8) What changes are made to High Deductible Plan options?

Since Plan F High Deductible cannot be sold to those “newly eligible” Medicare beneficiaries, a new Plan G High Deductible is created for those “newly eligible” Medicare beneficiaries as of January 1, 2020. The effective date of coverage for Plan G High Deductible must be on or after January 1, 2020. If you are not a “newly eligible” beneficiary and are enrolled in a Plan F High Deductible prior to January 1, 2020, you are able to continue this coverage beyond January 1, 2020 and to purchase this coverage on or after January 1, 2020.

9) When can the new High Deductible Plan G be sold and who can buy it?

Plan G High Deductible can be made available beginning on January 1, 2020; “newly eligible” Medicare beneficiaries and current beneficiaries would be able to buy the new Plan G High Deductible.

10) For high deductible plans, does payment of the Part B deductible count towards the plan deductible?

For Plan G High Deductible; while the Part B deductible is not covered (reimbursed), it does count towards the High Deductible plan’s deductible. If, in the rare circumstance the Plan G’s High Deductible is met with all Part A expenses and Part B Deductible expenses are then incurred, these expenses will not be covered expenses until the beneficiary meets the Medicare Part B deductible.

11) For the new High Deductible Plan G sold on or after January 1, 2020, what happens if a policyholder meets the high deductible amount with all Part A out of pocket expenses?

If, in the rare circumstance the Plan G’s High Deductible is met with all Part A expenses any Part B Deductible expenses incurred will not count towards meeting the High Deductible nor will they be covered expenses.

12) What changes are made to Guaranteed Issue requirements?

Since two of the current guaranteed issue plans, Plans C and F, will no longer be available for “newly eligible” Medicare Beneficiaries on or after January 1, 2020, Plans D and G will become two of the guaranteed issue plans for these individuals. Current enrollees can remain with or buy Plans C and F and individuals who do not fall within the definition of “newly eligible” Medicare beneficiary will still be able to purchase Plans C and F.

13) How does this change the way Plans C or F, and D or G, may be sold in the state?

Insurers can continue to sell Plans C or F to current Medicare beneficiaries. However, “newly eligible” Medicare beneficiaries cannot apply for or purchase Plan C or F. The “newly eligible” would be offered Plans D or G on a guaranteed issue basis instead. All other currently available plans may continue to be offered to all Medicare beneficiaries regardless of their date of eligibility for Medicare.
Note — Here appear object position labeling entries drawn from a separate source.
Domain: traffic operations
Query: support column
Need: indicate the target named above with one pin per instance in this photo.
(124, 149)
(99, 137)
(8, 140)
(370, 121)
You are NOT considered “newly eligible” because you turned age 65 before January 1, 2020; and although you must enroll in Part B to purchase Medigap and that would occur after January 1, 2020, you could purchase C or F because you turned age 65 before January 1, 2020.  

Key Takeaways

1)  Plans C and F, and High Deductible F, will not be available to anyone who turns 65 (“newly eligible”) after January 1, 2020, including those eligible for Medicare by reason of disability.

2)  People currently with Plans C and F and High Deductible F will be able to keep them after the date.
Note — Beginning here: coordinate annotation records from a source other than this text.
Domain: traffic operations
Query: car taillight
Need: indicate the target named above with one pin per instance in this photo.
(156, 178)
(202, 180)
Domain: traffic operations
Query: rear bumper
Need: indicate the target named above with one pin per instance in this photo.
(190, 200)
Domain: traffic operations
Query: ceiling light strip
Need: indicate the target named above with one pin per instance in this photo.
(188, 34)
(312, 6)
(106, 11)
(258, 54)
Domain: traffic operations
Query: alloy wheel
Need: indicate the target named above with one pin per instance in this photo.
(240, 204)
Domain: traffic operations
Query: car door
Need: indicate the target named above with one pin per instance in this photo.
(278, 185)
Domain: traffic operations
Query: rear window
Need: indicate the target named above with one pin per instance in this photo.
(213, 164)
3)  People who turn 65 and register for Medicare before the date, can still purchase Plans C and F because they are not considered “newly eligible.”

4)  And…even though a person who purchases Part B after January 1, 2020, they can still purchase Plans C or F because he/she turned 65 before the date.
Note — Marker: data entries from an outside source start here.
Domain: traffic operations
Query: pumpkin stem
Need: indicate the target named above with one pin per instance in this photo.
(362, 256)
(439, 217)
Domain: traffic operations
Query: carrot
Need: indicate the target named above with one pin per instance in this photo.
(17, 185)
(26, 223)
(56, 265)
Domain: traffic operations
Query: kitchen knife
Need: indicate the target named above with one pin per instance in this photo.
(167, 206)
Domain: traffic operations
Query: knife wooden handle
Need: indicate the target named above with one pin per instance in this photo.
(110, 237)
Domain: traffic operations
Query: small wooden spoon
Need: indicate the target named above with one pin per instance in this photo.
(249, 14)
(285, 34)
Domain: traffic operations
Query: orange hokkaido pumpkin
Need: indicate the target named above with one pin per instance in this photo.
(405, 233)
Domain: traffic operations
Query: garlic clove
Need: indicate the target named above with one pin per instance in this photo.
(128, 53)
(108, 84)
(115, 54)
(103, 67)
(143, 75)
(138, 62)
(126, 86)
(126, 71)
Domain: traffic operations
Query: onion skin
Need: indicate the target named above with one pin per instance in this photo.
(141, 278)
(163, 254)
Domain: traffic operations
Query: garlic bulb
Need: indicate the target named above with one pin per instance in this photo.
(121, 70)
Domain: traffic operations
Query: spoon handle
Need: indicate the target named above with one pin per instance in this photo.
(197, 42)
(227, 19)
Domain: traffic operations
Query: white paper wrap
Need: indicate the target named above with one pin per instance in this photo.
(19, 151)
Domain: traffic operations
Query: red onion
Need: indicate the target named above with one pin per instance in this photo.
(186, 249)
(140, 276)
5)  The current Plan C will become (be designated) the current Plan D after the date.

6)  The current Plan F will become (be designated) the Current Plan G after the date.

7)  All High Deductible Plan Fs will be available as they currently are after the date, and will become (be designated) High Deductible Plan G.  Available purchase will include people who turn 65 before the date, but again, not those “newly eligible.”

8) Guaranteed Issue (GI) Plans C and F will not be allowed to be sold to newly eligible, but GI plans D and G will.

9)  Plans K and L will remain the same, with the exception of the yearly raise of out-of-pocket expense.

10)  Plans M and N will not change.

11)  The rules also apply to “Medicare Select” plans.